Zero-Shot Defense Against Toxic Images via Inherent Multimodal Alignment in LVLMs
Journal:
arXiv
Published Date:
Feb 25, 2025
Abstract
Large Vision-Language Models (LVLMs) have made significant strides in
multimodal comprehension, thanks to extensive pre-training and fine-tuning on
large-scale visual datasets. However, despite their robust textual safety
mechanisms, they remain vulnerable to harmful visual inputs. Existing
safeguards-typically relying on pre-filtering or fine-tuning-incur high costs
and diminish overall utility. To address this critical vulnerability, we
introduce SafeCLIP, a lightweight method that leverages LVLMs inherent
multimodal alignment for zero-shot toxic image detection.
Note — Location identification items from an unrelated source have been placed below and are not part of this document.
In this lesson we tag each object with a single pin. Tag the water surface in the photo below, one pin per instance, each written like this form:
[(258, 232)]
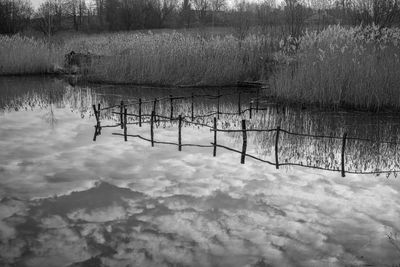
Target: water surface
[(69, 200)]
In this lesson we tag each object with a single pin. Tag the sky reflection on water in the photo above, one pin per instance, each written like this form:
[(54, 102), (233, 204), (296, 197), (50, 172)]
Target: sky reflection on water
[(134, 205)]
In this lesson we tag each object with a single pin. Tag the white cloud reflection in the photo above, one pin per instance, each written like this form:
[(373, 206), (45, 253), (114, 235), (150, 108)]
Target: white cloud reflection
[(182, 208)]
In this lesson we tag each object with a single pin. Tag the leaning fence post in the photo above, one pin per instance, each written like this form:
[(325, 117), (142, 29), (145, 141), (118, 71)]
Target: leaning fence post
[(180, 133), (215, 137), (244, 147), (218, 103), (125, 130), (172, 107), (278, 129), (121, 118), (192, 107), (250, 108), (140, 112), (343, 150), (96, 113), (154, 108), (152, 128), (239, 105)]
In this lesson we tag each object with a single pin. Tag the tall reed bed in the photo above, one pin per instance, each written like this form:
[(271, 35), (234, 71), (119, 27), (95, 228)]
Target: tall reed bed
[(175, 58), (357, 67), (24, 55)]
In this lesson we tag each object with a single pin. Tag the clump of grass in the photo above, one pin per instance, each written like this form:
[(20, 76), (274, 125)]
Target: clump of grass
[(356, 67), (24, 55), (175, 58)]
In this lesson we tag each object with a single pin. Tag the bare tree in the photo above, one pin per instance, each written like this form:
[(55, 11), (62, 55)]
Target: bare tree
[(295, 17), (201, 7)]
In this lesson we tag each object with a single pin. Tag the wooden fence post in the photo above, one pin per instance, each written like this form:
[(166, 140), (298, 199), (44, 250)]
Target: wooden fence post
[(98, 110), (152, 128), (95, 113), (121, 118), (172, 107), (154, 107), (239, 105), (257, 99), (278, 129), (125, 127), (218, 103), (215, 137), (250, 108), (244, 147), (192, 107), (140, 112), (343, 150), (180, 133)]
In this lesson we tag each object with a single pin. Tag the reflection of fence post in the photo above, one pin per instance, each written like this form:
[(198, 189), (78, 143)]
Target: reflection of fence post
[(215, 137), (239, 105), (278, 129), (244, 133), (140, 112), (343, 150), (250, 108), (218, 103), (152, 128), (125, 130), (172, 108), (97, 123), (180, 133), (121, 119), (96, 114), (192, 107)]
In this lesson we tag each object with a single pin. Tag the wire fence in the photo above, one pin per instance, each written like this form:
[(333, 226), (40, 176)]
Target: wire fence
[(254, 106)]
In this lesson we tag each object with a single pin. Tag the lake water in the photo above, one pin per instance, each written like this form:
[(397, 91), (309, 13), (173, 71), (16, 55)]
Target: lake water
[(69, 201)]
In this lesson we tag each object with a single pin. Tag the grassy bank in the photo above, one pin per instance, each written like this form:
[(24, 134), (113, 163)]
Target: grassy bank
[(164, 58), (340, 67), (23, 55)]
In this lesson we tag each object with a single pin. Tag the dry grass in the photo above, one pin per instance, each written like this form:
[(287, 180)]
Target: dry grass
[(175, 58), (356, 68), (23, 55)]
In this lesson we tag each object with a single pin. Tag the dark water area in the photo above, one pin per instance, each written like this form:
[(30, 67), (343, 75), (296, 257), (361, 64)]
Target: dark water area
[(69, 201)]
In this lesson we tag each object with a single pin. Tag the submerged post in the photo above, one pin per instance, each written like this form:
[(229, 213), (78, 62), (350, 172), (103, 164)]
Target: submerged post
[(95, 113), (218, 103), (192, 107), (180, 133), (239, 105), (257, 99), (278, 129), (343, 150), (172, 107), (98, 110), (140, 112), (152, 128), (121, 118), (244, 147), (250, 108), (215, 137), (154, 106), (125, 128)]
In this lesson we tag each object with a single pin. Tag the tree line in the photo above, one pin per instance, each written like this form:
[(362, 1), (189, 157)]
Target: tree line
[(117, 15)]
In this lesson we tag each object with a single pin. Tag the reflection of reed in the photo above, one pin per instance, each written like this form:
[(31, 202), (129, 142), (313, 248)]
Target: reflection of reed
[(361, 155)]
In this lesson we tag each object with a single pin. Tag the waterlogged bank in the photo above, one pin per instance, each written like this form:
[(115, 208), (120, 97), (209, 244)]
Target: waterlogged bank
[(171, 59)]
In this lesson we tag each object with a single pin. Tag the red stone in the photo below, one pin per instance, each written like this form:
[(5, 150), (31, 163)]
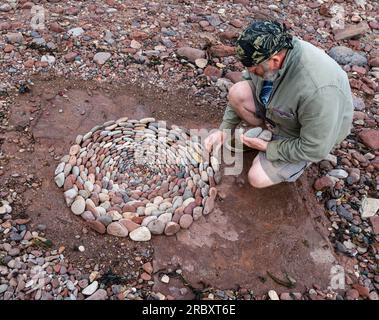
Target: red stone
[(29, 63), (211, 71), (145, 276), (228, 35), (137, 220), (374, 25), (236, 23), (375, 224), (55, 27), (8, 48), (222, 51), (97, 226), (69, 57), (358, 69), (147, 267), (355, 84), (129, 224), (374, 62), (352, 294), (190, 207), (351, 31), (234, 76), (128, 208), (323, 183), (22, 221), (362, 290), (41, 64), (139, 35), (367, 90), (370, 138)]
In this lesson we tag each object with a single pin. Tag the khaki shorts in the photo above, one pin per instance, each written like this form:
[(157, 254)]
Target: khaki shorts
[(281, 171), (278, 171)]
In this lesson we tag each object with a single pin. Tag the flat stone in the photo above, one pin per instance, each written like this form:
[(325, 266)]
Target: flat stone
[(171, 228), (14, 37), (191, 54), (185, 221), (101, 57), (117, 229), (97, 226), (273, 295), (351, 31), (338, 173), (129, 224), (140, 234), (90, 289), (3, 288), (370, 207), (100, 294), (344, 213), (209, 206), (75, 32), (324, 183), (370, 138), (78, 206), (88, 216), (59, 179), (344, 55), (197, 213), (375, 224)]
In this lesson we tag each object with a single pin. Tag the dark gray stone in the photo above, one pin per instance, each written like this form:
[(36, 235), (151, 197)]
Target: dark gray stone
[(344, 55)]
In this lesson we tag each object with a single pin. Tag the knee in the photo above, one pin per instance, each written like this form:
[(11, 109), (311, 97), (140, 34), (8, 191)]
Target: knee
[(255, 179), (239, 93)]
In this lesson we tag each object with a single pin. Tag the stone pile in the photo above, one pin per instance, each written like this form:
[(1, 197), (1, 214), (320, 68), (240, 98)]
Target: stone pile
[(138, 178)]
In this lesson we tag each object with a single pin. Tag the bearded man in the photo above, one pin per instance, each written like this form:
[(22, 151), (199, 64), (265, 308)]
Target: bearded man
[(296, 91)]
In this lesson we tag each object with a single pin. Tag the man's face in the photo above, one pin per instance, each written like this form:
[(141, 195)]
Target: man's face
[(265, 70)]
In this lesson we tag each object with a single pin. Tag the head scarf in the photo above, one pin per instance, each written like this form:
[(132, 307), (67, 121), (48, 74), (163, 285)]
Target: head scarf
[(260, 41)]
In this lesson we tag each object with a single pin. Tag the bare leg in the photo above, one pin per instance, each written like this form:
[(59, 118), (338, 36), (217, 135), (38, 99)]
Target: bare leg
[(242, 101), (257, 176)]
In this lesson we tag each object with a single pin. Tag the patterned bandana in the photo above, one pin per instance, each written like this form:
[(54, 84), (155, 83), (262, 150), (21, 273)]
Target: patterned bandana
[(260, 41)]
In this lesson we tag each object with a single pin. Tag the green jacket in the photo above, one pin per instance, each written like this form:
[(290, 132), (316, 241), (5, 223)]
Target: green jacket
[(311, 105)]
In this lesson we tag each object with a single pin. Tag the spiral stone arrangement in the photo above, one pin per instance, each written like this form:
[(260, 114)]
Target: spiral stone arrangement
[(138, 178)]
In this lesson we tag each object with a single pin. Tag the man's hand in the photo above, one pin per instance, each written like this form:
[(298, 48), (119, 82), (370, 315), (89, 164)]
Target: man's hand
[(214, 140), (254, 143)]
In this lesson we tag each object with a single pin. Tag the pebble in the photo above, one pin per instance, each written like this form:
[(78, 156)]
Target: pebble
[(117, 229), (100, 294), (59, 179), (101, 57), (171, 228), (91, 289), (273, 295), (156, 226), (344, 55), (165, 279), (185, 221), (78, 206), (370, 207), (338, 173), (75, 32), (140, 234)]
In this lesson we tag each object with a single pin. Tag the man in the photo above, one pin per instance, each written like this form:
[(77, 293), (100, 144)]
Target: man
[(295, 89)]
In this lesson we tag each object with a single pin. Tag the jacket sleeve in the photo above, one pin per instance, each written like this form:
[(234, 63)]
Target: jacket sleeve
[(231, 119), (320, 118)]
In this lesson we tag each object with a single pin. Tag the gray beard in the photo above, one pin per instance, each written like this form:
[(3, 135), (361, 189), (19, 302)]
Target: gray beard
[(270, 75)]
By projecting CLIPs
discarded CLS token into its text space and matching it with toxic descriptors,
SafeCLIP detects harmful content without any architectural changes-adding
minimal latency and enabling dynamic safety corrections during inference and
fine-tuning.Experiments show that SafeCLIP achieves a 66.9% defense success
rate with only 3.2% false positive rate and 7.2% overhead. In contrast,
state-of-the-art methods achieve 52.9% success but have a 10.7% false positive
rate and 210% overhead. Our work demonstrates that leveraging inherent
multimodal alignment can yield efficient, low-cost LVLM safety. Code is
available at anonymous.4open.science/r/safeclip-2C01.